The one on A future where families come first says that ‘Labour agrees that housing is a fundamental human right’ but it not clear whether this is just rhetoric or it means a legal right to adequate housing.

It goes on: ‘That’s why the next Labour government will be the first in a generation to restore social housing to the second largest form of tenure, bringing homes back into the ownership of local councils and communities.’

That is followed by the party’s ‘new home ownership target of 70 per cent’. However, meeting that target would inevitably mean a reduction in private renting, pushing social housing into second place without necessarily building very much of it.

More promising, if vague, is the declaration that ‘Labour will also set out an ambition to re-establish the link between genuinely affordable housing and average earnings, bringing affordable rents and the dream of home ownership closer for those locked out today.’ Shadow housing secretary Lisa Nandy made clear last week that this would include changing the definition of affordable rent.

The detail of Labour’s Five Missions for a Better Britain published so far includes next to nothing on housing, although the one on growing the economy mentions ‘helping first-time buyers onto the housing ladder and building more affordable homes by reforming planning rules and arcane compulsory purchase rules, with new protections for renters’.

However, background briefing given to Patrick Maguire of The Times suggests Labour will also promise to reintroduce strategic planning and to build hundreds of thousands of new council homes and that green belt reform and a new generation of new towns are on the agenda for the Labour conference in September. ‘Housing does not feature in Starmer’s five missions for government,’ he says. ‘But he knows it is the answer to all of them.’ 

Let’s hope so – and let’s hope the party is keeping its powder dry for closer to the election.

The two party leaders clashed directly over housing at Prime Minister’s Questions on Wednesday as Keir Starmer clamed the ‘self-inflicted financial crisis’ last Autumn had left almost two million households facing higher mortgage costs and first-time buyers having to find £9,000 more for a deposit.

Rishi Sunak boasted that government schemes had led to the highest number of first-time buyers in 20 years, double what Labour managed.

The Labour leader then widened the attack to housebuilding: ‘His decision to scrap housing targets is killing the dream of home ownership for a generation.
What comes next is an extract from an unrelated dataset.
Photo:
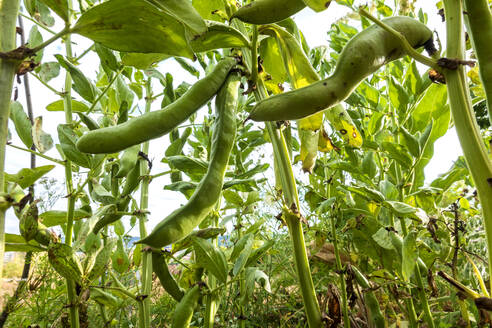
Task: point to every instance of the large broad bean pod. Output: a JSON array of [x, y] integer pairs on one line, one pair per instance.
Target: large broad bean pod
[[365, 53], [155, 124], [183, 220]]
Why does he not admit he got it wrong and reverse it?’

The prime minister doubled down: ‘I promised to put local people in control of new housing, and I am proud that that is what I delivered within six weeks of becoming prime minister. The right hon. and learned gentleman wants to impose top-down housing targets, concrete over the green belt and ride roughshod over local communities.’

Starmer hit back that: ‘The only power the prime minister has given to local communities to not to build houses…. Why does he not stop the excuses, stop blaming everyone else, and just build some houses instead.’

And all Sunak had left was some whataboutery on Labour’s record in London and Wales. ‘As ever, Labour talks and the Conservatives deliver,’ he said.

It was good to see housing as the main event at PMQs even if few of the answers inspired much confidence.

Will it also be part of the main event at next year’s election?